Appleby’s Little Free Library

Words by:
Caroline Bingham
Featured in:
April 2016

A Lincolnshire couple, who share a love of reading, have found books also build friendships within their village.
Ian and Anita Cross, live in Appleby, North Lincolnshire, in a cottage long time readers of Lincolnshire Life will recognise. The Thatched Cottage on Paul Lane has appeared as a cover image several times during the fifty-plus-year history of the magazine. Recently they have added a purpose-built cabinet to their verge which houses the first Little Free Library in Lincolnshire.

“We are both bibliophiles,” explained Anita, “and one of the hardest tasks we had to tackle when we married in 2002 was combining our libraries, which had so many duplicate titles.

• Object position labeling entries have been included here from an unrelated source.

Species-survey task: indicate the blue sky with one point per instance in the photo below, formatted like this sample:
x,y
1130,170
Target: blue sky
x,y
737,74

“We came across the Little Free Library idea, which began in America about six years ago, and thought that its simple philosophy of ‘Take a Book: Return a Book’ would be a great way of circulating some of our collection.”

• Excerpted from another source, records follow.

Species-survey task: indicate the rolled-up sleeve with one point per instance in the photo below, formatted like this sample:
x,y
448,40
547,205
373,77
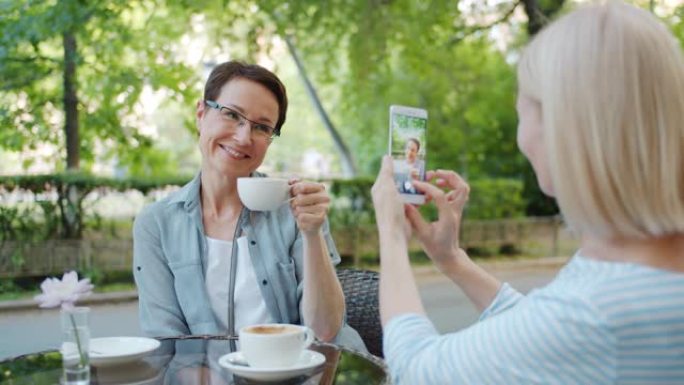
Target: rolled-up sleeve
x,y
159,311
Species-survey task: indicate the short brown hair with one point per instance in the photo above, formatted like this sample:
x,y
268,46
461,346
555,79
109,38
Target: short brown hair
x,y
225,72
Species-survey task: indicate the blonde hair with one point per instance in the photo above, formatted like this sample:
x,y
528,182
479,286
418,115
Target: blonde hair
x,y
610,81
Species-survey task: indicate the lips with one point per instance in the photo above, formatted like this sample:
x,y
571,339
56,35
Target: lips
x,y
233,153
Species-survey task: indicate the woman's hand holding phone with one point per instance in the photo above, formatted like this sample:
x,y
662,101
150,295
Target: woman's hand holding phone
x,y
440,239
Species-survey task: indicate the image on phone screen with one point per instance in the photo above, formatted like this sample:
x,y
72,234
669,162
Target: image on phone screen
x,y
408,126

Ian took up the story: “Part of our garage is the depository for the library but the cabinet is the public access point, always open with a selection of diverse genres and authors. We see our role as curators of the books which pass through. The cabinets you see on the Little Free Library website reflect local architecture and locations so we asked local joiner Darren Smith of Buttonswood to help us make a bespoke cabinet which would complement the location and the cottage. Winterton and District Lions Club were kind enough to fund the build for us.”

Ian and Anita did consider thatching the roof of the cabinet but in the end they kept to the black and white colour scheme, side balconies to hold pots of flowers and glass on three sides to help visibility of the fifty or so books it can accommodate.

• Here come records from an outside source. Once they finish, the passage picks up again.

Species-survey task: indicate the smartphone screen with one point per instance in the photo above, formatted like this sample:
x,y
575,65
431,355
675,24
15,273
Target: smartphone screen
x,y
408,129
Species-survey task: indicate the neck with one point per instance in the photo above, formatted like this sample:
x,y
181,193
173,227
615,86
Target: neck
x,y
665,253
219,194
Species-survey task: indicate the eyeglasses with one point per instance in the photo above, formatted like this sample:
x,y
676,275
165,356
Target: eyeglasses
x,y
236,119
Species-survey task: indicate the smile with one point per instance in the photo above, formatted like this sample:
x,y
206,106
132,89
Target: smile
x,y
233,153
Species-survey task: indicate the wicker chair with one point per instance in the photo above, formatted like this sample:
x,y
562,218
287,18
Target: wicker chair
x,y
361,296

“We initially contacted publishers and local supermarkets to see if they would donate any books. Some publishers agreed straight away while Tesco and Waitrose gave vouchers for us to spend in the book section of their stores. By far the largest contribution of books has been made by local people though. We had an official opening at the end of February and the take up and support we have received has been wonderful.”

Anita went on the say: “Appleby used to have a reading room, a small building between the cottage and the Old Methodist Church. I have often thought how magical it would be to try to reinstate a location where people can come together to read and talk about books. That is perhaps for the future but what the Little Free Library has done is stimulate interest in reading and we have met and made friends with fellow village residents we had never seen, let alone spoken to before.”

The couple do have plenty of ideas to further promote literacy in Appleby, some explained with a great sense of fun. “We intend to introduce a mobile version of the library; we have an old tea trolley in the garage which will be ideal for wheeling a selection of books to the housebound residents of the bungalows. There is also scope for themed weeks and events.”

Appleby Little Free Library is number 35501 affiliated to the organisation but already since the beginning of the year, worldwide, that number has risen to more than 36,000. It cannot be too long before this inexpensive and self-sustaining idea is adopted elsewhere in the county.